Go ahead and call Bush "George". I don't care, and he likely doesn't either. In the Middle East, a famous person being called by his first name isn't an insult at all from what my friends who have served there tell me. That's cultural transferrance from people in the West. Please call GWB "Mr. President" when addressing him directly in person, though, as to respect the office. I would have paid Hussein the same honor when in his country while he was in power, but now he's dead.
The US was in Somalia, but Bill was getting blow jobs in the Oval Office and there was a movie called "Wag the Dog" implying that military involvement there was to take our minds off the scandal. That was a no-win situation.
The Russians are very tense over the US doing anything in Uzbekistan.
The US has even less support for doing anything in Sudan, Rwanda, Burma, or the DR Congo than we had to go into Iraq. Don't think that Sudan is militarly mightier than Iraq. Don't even suspect it, because it's simply not true.
Let me tell you what I think of Iraq, since you are asking me what I think about the situation. Iraq was not, as far as I can tell, directly nor indirectly tied to 9/11. They were in contact with Al Qaeda, but neither one trusted the other enough to even meet face to face, let alone work together. They did pay off families of suidice bombers in the "Palestinian resistence". They did evade, lie to, and interfere with the UN weapons inspectors. They did keep key WMD scientists employed and idle even while they weren't actively working on WMD projects. They repeatedly violated the no-fly zones. They had a history of gassing people internally and while at war with Iran. They invaded Kuwait over alleged slant drilling rather than going to the UN. They tortured their people and claimed 100% voter turnout and 100% votes for Saddam. The president's sons regularly raped women and girls then killed their families if there were any complaints. The US was at war with Iraq which ended in a ceasefire, and Saddam Hussein and his military for 11 years repeatedly violated the terms of that ceasefire. Which of the other countries you listed fit those criteria, most importantly the ceasefire?
Right now, GWB and his administration are the executive branch of the US federal government. That means that, other than nebulous private market pressures or the very specific Congressional action of a new declared war, they are all of the US that projects power outside US borders until the end of the current presidential term. Your "GWB is the whole US" question is a strawman. I never claimed that. This is specifically what I said, and it very clearly makes the distinctions you claim I did not make:
"Regardless of your feelings about the US in general, the US federal government in particular, or specifically the George W. Bush administration, if you're going to argue against a tactic (in this case empty repetition) don't turn around and use it in the same post. If you have a gripe, gripe. Don't just repeat your conclusion."

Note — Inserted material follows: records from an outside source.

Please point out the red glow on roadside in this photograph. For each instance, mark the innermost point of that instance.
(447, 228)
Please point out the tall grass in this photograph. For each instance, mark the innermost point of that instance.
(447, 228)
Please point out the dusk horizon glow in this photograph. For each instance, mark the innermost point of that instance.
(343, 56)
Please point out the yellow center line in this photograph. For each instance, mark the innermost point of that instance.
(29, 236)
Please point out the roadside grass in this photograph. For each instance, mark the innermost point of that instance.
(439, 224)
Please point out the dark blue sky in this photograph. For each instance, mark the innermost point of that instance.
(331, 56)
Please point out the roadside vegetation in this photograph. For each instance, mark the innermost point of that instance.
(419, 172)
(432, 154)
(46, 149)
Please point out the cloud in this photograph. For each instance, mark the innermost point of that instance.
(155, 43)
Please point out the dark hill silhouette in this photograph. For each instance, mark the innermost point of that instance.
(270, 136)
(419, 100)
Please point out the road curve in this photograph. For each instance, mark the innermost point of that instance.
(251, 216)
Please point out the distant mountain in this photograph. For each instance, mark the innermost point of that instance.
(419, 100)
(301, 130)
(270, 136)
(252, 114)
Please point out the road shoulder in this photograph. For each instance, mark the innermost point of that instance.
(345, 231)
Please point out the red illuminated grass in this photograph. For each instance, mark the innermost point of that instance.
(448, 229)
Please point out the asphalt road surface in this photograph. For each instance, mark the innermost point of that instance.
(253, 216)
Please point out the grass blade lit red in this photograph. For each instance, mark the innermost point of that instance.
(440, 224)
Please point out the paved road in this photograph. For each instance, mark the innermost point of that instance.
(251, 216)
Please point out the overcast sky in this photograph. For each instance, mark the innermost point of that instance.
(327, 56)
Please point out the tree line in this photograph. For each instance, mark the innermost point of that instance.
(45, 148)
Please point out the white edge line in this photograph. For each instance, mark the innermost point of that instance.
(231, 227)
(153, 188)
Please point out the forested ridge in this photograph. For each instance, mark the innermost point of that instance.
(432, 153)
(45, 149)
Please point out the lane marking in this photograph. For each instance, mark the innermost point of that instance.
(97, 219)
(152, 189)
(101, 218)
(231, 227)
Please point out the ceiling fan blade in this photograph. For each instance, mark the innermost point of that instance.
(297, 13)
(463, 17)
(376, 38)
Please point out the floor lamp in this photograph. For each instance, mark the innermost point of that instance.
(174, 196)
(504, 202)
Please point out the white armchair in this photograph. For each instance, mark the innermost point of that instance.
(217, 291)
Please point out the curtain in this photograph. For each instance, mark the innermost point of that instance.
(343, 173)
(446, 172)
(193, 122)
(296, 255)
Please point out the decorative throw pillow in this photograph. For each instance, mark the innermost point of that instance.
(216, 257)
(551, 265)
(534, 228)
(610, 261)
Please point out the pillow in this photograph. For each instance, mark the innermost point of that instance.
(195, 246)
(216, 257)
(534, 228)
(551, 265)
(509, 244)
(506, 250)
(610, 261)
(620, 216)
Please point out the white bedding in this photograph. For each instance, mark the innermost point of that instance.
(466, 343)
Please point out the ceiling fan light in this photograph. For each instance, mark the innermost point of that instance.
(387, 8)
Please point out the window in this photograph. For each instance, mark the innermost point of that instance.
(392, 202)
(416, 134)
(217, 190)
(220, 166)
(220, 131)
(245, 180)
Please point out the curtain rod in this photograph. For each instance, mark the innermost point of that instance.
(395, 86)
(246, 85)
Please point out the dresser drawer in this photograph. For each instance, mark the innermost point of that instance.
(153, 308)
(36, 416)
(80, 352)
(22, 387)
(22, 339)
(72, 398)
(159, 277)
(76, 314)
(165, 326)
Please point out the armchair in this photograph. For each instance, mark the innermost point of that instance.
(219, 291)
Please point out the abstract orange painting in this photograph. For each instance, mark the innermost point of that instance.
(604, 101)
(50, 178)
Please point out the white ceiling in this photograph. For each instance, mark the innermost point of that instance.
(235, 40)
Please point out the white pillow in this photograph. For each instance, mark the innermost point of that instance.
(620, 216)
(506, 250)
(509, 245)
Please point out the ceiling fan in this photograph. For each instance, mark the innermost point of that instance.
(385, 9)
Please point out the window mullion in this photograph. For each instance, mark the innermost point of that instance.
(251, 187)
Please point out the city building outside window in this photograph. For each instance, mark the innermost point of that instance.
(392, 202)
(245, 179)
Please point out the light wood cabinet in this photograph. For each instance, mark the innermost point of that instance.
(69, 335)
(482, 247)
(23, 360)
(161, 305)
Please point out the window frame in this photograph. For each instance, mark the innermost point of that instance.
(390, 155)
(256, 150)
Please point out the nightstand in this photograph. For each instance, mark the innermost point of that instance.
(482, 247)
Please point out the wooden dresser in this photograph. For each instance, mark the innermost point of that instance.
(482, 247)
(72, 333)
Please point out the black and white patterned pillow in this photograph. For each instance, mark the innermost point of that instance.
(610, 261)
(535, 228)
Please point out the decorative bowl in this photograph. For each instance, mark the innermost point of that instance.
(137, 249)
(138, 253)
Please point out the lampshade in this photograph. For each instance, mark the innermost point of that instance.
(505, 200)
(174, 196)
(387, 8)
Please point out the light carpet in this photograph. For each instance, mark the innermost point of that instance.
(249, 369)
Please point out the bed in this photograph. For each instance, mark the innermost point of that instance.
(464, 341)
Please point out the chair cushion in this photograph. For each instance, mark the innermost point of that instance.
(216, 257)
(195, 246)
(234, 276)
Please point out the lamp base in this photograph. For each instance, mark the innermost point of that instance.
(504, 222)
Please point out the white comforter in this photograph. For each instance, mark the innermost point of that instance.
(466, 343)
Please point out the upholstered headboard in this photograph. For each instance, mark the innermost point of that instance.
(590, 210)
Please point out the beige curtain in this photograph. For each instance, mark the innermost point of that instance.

This thread relates to the method of discourse being used by Microsoft, satirized by George Orwell in 1984, pointed out by the parent of my original post, then utilized in the parent of my original post. That is, namely, that if you repeat a falsehood enough that people will begin to believe it based on the repitition.
I merely asked for some reason the parent was trashing the US government rather than a repitition about how bad the government is supposed to be. Apparently that's too much to ask of some Slashdot posters.